Monthly Archives: January 2009

Increased Feed Size

At the request of a reader, I’ve increased the number of old posts now included in your RSS feed.  I would appreciate any feedback (good or bad) as a result of this change.  I anticipate that the first time it downloads the feed, it’ll take a few extra seconds, but I’m not sure of anything else.  So again, comments are appreciated.


Eight weeks til BN!

After eight weeks of twists and turns with my publisher and with the Bowker Books in Print system, the Software Licensing Handbook, Second Edition is now available through Barnes and Nobles (and other fine booksellers).  It’s a long sorid tale – not really worth telling.  I’m just happy it’s available again.  They’re even offering it at a discount.

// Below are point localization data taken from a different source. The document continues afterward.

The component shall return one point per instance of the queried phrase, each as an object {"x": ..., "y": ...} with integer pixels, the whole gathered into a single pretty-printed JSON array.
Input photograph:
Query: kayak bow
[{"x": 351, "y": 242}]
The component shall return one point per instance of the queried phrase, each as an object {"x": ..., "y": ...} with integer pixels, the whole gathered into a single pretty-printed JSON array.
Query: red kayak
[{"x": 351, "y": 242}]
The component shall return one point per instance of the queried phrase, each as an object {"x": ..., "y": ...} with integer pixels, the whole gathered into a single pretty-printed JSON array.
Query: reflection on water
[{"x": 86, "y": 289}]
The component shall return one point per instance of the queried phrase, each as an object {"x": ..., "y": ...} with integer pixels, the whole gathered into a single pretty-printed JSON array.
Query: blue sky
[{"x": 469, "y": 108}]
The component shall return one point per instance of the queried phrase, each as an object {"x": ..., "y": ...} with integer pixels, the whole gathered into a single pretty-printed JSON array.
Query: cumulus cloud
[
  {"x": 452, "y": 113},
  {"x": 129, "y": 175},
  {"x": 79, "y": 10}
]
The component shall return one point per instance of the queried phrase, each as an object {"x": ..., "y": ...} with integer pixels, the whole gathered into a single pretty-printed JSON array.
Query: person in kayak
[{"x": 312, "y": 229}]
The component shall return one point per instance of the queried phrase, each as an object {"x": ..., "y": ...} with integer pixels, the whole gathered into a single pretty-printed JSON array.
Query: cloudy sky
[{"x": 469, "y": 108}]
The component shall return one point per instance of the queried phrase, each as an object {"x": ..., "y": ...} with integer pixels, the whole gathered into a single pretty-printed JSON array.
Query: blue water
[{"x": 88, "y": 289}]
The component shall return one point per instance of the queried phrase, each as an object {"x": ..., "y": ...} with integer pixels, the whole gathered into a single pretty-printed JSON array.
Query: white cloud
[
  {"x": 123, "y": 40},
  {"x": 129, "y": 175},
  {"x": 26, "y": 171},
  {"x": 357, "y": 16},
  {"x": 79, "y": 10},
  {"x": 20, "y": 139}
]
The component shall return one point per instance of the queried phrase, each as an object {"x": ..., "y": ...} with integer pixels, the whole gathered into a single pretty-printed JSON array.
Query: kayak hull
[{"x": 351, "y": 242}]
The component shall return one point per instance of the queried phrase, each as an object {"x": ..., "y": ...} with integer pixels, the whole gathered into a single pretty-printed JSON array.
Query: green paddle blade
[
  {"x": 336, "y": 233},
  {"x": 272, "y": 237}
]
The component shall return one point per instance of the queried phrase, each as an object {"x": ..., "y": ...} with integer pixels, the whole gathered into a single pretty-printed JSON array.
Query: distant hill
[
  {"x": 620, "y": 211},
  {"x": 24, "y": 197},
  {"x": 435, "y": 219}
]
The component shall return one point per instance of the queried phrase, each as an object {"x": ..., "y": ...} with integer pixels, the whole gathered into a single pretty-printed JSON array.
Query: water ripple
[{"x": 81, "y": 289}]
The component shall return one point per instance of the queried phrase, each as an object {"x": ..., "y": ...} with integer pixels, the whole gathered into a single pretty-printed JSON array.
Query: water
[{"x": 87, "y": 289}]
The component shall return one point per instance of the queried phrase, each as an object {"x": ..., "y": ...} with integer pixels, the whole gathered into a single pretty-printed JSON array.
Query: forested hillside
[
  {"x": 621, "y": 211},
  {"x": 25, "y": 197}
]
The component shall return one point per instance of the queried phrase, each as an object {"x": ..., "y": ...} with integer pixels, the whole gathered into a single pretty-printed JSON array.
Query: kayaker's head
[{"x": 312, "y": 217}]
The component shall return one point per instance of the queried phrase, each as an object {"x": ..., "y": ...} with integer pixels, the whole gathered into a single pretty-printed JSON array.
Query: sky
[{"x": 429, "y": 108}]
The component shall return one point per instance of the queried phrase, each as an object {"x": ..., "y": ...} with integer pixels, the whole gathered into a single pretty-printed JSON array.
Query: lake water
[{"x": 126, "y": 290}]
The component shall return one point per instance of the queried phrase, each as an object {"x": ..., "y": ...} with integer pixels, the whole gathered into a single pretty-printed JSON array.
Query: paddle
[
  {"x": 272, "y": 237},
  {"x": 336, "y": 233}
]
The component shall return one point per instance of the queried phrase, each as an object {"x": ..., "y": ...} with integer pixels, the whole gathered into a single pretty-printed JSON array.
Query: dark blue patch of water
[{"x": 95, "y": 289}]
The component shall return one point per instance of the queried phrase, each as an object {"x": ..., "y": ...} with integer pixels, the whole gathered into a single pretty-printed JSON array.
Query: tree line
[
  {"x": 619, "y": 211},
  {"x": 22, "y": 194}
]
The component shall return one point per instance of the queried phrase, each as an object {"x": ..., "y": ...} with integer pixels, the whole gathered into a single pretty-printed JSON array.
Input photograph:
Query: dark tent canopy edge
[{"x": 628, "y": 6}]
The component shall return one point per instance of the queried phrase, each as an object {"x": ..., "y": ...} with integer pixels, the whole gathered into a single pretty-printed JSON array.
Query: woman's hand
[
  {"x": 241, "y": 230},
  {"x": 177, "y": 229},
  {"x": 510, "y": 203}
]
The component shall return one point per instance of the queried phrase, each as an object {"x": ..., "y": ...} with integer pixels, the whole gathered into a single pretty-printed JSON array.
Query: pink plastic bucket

ps. I’ll give a free set of the first three levels of Software Licensing Education Series videos to one person who can name the song title spoofed by the title to this post.  Post your attempt in the comments.  I’ll select a random name from all correct answers by next week at this time.

Service Level Examples

Two weeks ago, we started talking about service levels.  Last week, we discussed how to write them and I mentioned that the best way to gain experience was to do it – repeatedly.  I stand by that statement, but if you’ve never done it before or don’t have a lot of experience in writing them, then you might need some help getting started.  So I’m going to provide you with some starting points for a few key service level metrics.  These are the ones common for software-related contracts – so they’re not going to be universally applicable to everyone or to all situations.  But they might give you a jumping off point for the creation of your own.

So, before you can measure a service level, you have to define one (or more).  As I stated before, software-related services are typically measured by two major factors: Problem Response (how quickly the vendor responds to a call for help) and Problem Resolution (how quickly the vendor solves the problem).  As two measures of time, they’re similar, but these are two independent measures – a vendor can do well with one and poorly with the other, for example.  Additionally, embedded in both of these metrics is a key definition – the concept of Severity.  So we actually have to start with the definitions and work forward.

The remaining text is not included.